Gabbard and Yang were the big winners — on Drudge, at least.

Presidential candidate Andrew Yang puts his hands up in a shrugging gesture during the Democratic debate.
Presidential candidate Andrew Yang puts his hands up in a shrugging gesture during the Democratic debate.
Andrew Yang gestures during the Democratic debate on June 27, 2019.
Drew Angerer/Getty Images

If you watched Wednesday and Thursday’s Democrat debates, you perhaps came away thinking Elizabeth Warren, Kamala Harris, Julián Castro, and/or Bernie Sanders’s ideas were among the big winners. But if you didn’t watch and later logged on to the Drudge Report to get caught up, you’d come away with some very different conclusions.

Online trolls worked, with apparent success, to skew post-Democratic debate online polls in favor of dark-horse candidates such as Tulsi Gabbard and Andrew Yang — and in a number of instances, major news outlets took the bait.

Gabbard won a Drudge Report poll conducted after Wednesday’s debate by nearly a 3-1 margin over the second-place finisher, Elizabeth Warren. NBC’s Ben Collins and Ben Popken reported that the result was fueled by posters on 4chan, an online forum known for racism and misogyny, who linked to a number of online polls, including Drudge, and asked fellow users to “GIVE HER YOUR POWER.”

Trolls were up to similar shenanigans last night, according to Ali Breland of Mother Jones. Despite speaking less than any other candidate on stage, Yang — with help from the 4chan message board /pol/ — won the Drudge poll by a more than 2-1 margin over second-place finisher Marianne Williamson, a fellow dark horse who mainly made an impression thanks to her unusual brand of endearing bizarreness.

Yang’s Drudge poll victory came in spite of his admission on Twitter that he didn’t think the debate went particularly well for him — a contrast that says something about how meaningful the poll is.

Online polls are vulnerable to manipulation, including single users voting numerous times for the same person. But they can create a perception that a candidate is hot. This is something the Trump campaign understood back in 2015 and 2016, when Trump’s longtime personal lawyer and fixer, Michael Cohen, agreed to pay a firm to rig a number of online polls in Trump’s favor, including one from Drudge. (The firm in question, RedFinch Solutions LLC, later claimed Cohen stiffed them.)

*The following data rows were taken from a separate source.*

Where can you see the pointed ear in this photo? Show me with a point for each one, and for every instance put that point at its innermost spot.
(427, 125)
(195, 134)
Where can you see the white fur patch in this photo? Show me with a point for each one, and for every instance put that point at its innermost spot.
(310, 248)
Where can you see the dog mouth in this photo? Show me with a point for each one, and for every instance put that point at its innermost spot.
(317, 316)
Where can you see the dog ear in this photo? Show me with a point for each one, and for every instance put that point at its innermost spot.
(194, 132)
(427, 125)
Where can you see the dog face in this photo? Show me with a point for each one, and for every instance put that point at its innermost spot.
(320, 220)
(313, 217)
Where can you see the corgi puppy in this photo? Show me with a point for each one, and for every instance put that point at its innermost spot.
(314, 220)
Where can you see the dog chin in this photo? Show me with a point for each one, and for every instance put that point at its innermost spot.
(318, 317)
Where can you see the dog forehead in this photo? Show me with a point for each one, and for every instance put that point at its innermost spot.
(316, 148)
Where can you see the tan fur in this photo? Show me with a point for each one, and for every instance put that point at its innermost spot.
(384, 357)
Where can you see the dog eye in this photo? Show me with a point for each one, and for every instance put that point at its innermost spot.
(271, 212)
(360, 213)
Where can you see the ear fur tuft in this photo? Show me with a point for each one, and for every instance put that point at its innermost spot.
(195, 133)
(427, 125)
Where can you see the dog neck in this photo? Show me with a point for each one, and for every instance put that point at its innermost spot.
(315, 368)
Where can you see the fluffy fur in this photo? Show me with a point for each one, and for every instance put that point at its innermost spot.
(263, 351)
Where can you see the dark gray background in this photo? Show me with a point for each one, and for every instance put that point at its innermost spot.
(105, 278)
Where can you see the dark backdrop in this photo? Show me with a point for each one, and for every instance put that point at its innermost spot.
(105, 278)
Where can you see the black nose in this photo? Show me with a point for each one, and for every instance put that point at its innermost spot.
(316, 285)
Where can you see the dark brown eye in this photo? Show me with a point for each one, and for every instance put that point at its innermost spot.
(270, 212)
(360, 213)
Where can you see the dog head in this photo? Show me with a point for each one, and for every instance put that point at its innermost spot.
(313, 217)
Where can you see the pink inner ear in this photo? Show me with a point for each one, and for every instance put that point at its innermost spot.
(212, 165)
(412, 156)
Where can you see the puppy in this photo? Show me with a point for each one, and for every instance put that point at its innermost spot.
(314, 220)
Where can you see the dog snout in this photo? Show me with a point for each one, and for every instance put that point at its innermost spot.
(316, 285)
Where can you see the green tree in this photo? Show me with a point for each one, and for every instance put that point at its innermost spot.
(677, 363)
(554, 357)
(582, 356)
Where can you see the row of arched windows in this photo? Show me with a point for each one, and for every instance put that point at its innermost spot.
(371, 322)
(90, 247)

It’s no secret that online polls are unscientific, but the goal is to create buzz around a certain candidate. Lo and behold, a number of major media outlets — including Washington Examiner, The Hill, Daily Mail, Breitbart, and Daily Caller — credulously reported on the “victories” by Gabbard and Yang. Tucker Carlson had Gabbard on his Fox News show on Thursday and introduced her by touting that she was “the most searched name online” on Wednesday night — another metric prone to manipulation by trolls — and noted that she “won a number of online polls.”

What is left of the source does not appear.